ATA RAID with Promise FatTrack (WAS: Re: [Techtalk] Hello - intro)

Scott Sandeman-Allen (RSCorp) scott at
Sun Feb 16 11:05:45 EST 2003

Hello Jessica,

> IDE RAID (Promise FastTrack). 

This is a form of software RAID, the card or embedded
controller is almost identical to the 2-port IDE controllers
Promise make, with the exception of board BIOS and an
additional diode.

The Promise driver requires the use of a specific kernel
which also limits your future ability to update the system

You are much better off to use the Linux software RAID. It
is faster, more flexible and has less overhead and problems.

> system has 2 x 40GB Quantum Fireball 7200RPM drives in it
> (currently on separate IDE channels).

Yes, this is the correct way to configured the hardware.

For larger systems, I've used a smaller drive (yeah, try and
find new, smaller drives these days ;-) as the system drive.
Then mirror a series of larger drives as /var or /home.

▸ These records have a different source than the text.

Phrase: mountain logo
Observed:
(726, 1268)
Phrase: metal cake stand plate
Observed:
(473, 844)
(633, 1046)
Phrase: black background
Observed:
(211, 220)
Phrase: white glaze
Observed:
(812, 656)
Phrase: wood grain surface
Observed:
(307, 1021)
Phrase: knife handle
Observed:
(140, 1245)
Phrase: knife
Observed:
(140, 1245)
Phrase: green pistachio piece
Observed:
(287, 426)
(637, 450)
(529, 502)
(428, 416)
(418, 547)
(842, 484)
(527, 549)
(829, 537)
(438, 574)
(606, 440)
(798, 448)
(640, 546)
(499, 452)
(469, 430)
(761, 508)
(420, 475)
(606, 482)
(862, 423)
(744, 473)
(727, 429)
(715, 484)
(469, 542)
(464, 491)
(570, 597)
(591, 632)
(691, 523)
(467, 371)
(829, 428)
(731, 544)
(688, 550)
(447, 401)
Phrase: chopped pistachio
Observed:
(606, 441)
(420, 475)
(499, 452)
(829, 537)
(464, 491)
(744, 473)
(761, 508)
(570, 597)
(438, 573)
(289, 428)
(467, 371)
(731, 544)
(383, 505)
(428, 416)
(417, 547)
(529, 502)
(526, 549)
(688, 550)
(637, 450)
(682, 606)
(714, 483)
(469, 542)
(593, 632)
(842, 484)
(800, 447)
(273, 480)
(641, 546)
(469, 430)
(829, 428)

> When I did the initial RH install I played around with
> trying to get the RAID support working, but with no luck.
> I used the ATA-RAID HOWTO and a couple of other
> installation "guides" that I found on the net as
> references.

The trick on both RH and 'drake (during install) is to
configure the partitions on both drives identically as Linux
RAID. Then add the matched partitions to the RAID and
finally assign the mount points.

I've found the Knoppix CD distribution an excellent tool for
partitioning disks prior to installation with RAID. Booting
from Knoppix, I then use a root console to fdisk my
partitions at the block level (much easier once you specify
the same drive geometry). The problem with the graphical
installers is they make it difficult to match partition
sizes and to spec smaller than 256 mb /boot partitions for

There are tools to help with the management of RAID. I don't
remember the name for RH, mdadmin I think it is but it could
be  raidtools. I've not run them yet, but I understand it
makes monitoring etc. much nicer.

> If anyone has experience with getting IDE RAID working on
> this mainboard in particular, or a similar system, or is
> just an IDE RAID guru, I'd love to hear about it.  :-) 

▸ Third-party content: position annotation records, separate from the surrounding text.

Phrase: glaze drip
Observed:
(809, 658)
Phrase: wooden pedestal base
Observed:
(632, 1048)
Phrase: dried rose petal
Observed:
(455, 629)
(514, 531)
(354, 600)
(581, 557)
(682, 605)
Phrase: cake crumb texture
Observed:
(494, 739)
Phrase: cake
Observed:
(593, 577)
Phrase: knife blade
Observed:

A little, though I'm still learning 8-)

> I'd still like to get RAID going instead of just doing
> the scripted backup to 2nd disk that I'm using at the
> moment. The system is already in production as a web
> hosting server, which makes migration a little trickier
> too.

You can post-configure the RAID on your system. It is a
little trickier. The RAID howto and some other resources on
the net describe the process in detail better than I ever
could. A magazine did two articles recently as well but off
the top I don't remember. I'll dig them out and post if
no-one else offers them up first.

It goes something like this, but please don't follow this
exactly, follow the howto or magazine articles.

At present you are booting from the master of the primary
IDE (hda). Your mirror drive is the master of the secondary
IDE (hdc). Lets say you have a separate partition on hda for
/var and it is 10gb for simplicity. Lets say it is at hda7 

You would then make an identically sized partition on hdc
(usually at the same location on the drive too). Lets say
we've mirrored the partition scheme and it is hdc7

in /etc, you need to edit the raidtab to add both partitions
and assign it a drive i.e. md2. The essential key is to mark
the hda7 partition as failed. This is very important if you
don't want to lose anything.

You then execute mkraid for md2 and the system builds the
RAID, but it only builds in the one drive. Following that
you 'format' using something like mke2fs -j for ext3. You
can watch the status by cat /proc/mdstat. Notice that one
drive is listed as failed by [_U] whereas a properly working
RAID shows [UU].

Now, manually mount the md2 somewhere like /mnt or /mnt/raid
(you would have to previously add the directory to mount

Next is to copy everything from /var to /mnt/raid,
preserving permissions etc. I think cp -a did the trick for
me. Now, you have everything on the 'failed' RAID.

In single-user mode (I think it is 'init 1') you can unmount
/var, change the fstab to point to md2 for /var instead of
hda7 and then reboot.

If all goes well and /var is working properly, you can then
change the partition type of hda7 to Linux RAID 'fd' using

Next you edit /etc/raidtab again and unmark hda7 as failed
and execute raidhotadd pointing it to md2 and hda7 (you may
have to force this, be sure to read the cautionary note that
comes up).

Depending on processor, partition size and type of RAID, it
will take some time for this last step. the 180 gb partition
we build a few months ago took a couple hours ;-)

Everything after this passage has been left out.